Successful pregnancy outcome with treatment is largely related to female age, particularly when using the woman’s own eggs.

Changes in quality of oocyte
Quality of eggs reduced along with age due to prolonged arrest in dictytene stage, prolonged exposure to environmental toxicants which cause mutation. As a result there is less fertilization and implantation. The relationship between the age of the female partner and fertility. The study found that the percentages of infertile couples were:

•    By age 30 =  7%
•    By age 35 = 11%
•    By age 40 = 33%
•    At age 45 = 87%

In a review of data from the various IVF centers in the USA, the Central for Disease Control  reported that the live birth rate was 16% per cycle at age 40, and only 3% per cycle at age 44.

Miscarriage and female age

Numerous studies have documented the increased risk for miscarriage as the age of women advances.. Miscarriage is defined as spontaneous pregnancy loss before the 20th week of gestation.

Miscarriage rates for women with a history of infertility tend to be higher than for those who are fertile. Most of the increased risk for miscarriage in “older” women is due to the rise in chromosomal abnormalities (karyotype) in their eggs.

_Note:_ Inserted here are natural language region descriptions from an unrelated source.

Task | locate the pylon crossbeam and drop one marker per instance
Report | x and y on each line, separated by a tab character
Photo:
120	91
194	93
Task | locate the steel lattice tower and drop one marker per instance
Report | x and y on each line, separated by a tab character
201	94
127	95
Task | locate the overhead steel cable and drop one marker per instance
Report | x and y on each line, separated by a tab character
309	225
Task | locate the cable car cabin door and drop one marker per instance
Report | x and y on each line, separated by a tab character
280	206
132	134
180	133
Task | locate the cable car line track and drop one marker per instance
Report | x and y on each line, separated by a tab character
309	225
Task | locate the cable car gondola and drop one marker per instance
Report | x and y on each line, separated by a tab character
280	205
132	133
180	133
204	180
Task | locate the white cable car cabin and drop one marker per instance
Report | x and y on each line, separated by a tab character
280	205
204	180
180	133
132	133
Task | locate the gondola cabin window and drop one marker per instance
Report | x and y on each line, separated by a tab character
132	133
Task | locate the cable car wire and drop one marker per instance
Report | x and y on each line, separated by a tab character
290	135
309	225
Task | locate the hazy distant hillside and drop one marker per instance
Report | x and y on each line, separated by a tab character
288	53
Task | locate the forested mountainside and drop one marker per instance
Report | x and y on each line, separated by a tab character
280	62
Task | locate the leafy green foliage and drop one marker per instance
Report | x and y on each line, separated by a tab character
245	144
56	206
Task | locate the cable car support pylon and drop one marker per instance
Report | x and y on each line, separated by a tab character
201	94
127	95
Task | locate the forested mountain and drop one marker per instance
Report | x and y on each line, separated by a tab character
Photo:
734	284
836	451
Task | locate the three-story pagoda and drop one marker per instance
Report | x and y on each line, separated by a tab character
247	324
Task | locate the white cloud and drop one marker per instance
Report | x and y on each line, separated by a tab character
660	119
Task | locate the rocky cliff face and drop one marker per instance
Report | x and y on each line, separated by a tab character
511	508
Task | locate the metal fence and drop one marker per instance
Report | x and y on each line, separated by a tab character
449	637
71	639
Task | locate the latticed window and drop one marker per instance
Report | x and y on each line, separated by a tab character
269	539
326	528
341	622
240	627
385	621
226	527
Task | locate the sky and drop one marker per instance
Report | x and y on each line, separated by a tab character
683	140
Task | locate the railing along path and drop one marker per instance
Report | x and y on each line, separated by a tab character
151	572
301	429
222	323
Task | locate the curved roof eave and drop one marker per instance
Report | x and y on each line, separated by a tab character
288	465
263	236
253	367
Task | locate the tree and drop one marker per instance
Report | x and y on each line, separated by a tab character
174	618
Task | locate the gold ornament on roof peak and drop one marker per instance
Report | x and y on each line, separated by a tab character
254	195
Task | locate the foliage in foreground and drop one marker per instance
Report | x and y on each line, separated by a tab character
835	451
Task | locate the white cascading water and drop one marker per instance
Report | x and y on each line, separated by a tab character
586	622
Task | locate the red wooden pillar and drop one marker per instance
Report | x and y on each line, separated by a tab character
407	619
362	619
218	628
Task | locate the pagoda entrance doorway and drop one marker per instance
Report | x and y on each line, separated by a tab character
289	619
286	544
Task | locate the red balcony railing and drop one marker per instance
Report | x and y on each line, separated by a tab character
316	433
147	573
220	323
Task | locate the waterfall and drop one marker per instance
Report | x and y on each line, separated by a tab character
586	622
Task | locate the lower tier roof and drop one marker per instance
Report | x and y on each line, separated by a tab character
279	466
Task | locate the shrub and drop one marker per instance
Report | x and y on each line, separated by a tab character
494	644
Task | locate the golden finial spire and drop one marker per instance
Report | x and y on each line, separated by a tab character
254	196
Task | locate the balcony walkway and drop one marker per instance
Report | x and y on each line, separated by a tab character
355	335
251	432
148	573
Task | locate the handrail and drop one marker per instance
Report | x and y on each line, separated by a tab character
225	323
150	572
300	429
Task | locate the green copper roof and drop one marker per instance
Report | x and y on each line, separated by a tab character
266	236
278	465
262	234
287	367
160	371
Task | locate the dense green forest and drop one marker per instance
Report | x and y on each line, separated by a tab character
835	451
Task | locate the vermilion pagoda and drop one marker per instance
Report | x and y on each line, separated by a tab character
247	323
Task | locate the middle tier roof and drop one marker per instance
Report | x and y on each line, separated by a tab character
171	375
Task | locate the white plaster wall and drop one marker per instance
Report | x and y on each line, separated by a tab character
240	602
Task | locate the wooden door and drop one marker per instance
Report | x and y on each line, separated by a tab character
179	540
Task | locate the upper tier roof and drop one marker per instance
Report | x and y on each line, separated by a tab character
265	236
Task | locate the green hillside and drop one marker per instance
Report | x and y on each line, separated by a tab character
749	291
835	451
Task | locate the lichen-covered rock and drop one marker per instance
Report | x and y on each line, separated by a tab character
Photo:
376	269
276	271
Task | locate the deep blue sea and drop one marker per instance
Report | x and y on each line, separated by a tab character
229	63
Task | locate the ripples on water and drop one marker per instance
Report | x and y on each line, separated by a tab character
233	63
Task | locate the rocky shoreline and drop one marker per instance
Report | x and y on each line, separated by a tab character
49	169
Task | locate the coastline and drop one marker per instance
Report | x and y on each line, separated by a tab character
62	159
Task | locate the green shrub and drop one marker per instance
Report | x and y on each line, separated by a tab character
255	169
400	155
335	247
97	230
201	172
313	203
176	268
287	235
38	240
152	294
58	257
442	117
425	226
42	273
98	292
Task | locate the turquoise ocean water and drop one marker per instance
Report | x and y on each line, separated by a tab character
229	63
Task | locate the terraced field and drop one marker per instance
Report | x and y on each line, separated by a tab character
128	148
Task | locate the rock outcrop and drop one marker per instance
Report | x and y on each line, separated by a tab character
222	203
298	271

However, this is still a controversial issue, as not all published data are in agreement.
Miscarriage rates begin to increase among women in their mid-to-late thirties, and continue with advancing age, reaching 43% at age 42 years. The miscarriage rates observed among women undergoing assisted reproductive technology (ART, i.e. IVF) procedures appear to be no higher than those pregnancies conceived through intercourse.
The miscarriage rate after fetal heart activity seen on ultrasound was 11%, 20% and 41% at ages 30, 38, and 42 years of age, respectively.

Chromosomal problems in aging eggs

We are not fully aware of why, as women age, chromosomal abnormalities are higher in eggs. However, research studies have clarified some of the issues involved.
The meiotic spindle is a critical component of eggs, with involvement in organizing the chromosomal pairs so that proper division of the pairs can occur as the egg develops. Ultimately, it appears that as women mature, the incidence of chromosomally-abnormal eggs increases dramatically. This results in lower chances for conception, as well as increased risk for miscarriage.

Risk of Chromosomal Abnormality in Newborns by Maternal Age

Effect of age on male infertility

Decline started at 40. There is age related decrease in spermatogenesis, total sperm count and sperm motility and morphology.
The age of the male partner is not quite as important. This is due to the fact that all the female eggs are present at birth, whereas sperm are generated constantly after puberty. Eggs age over time, while new sperm continue to appear from the production line.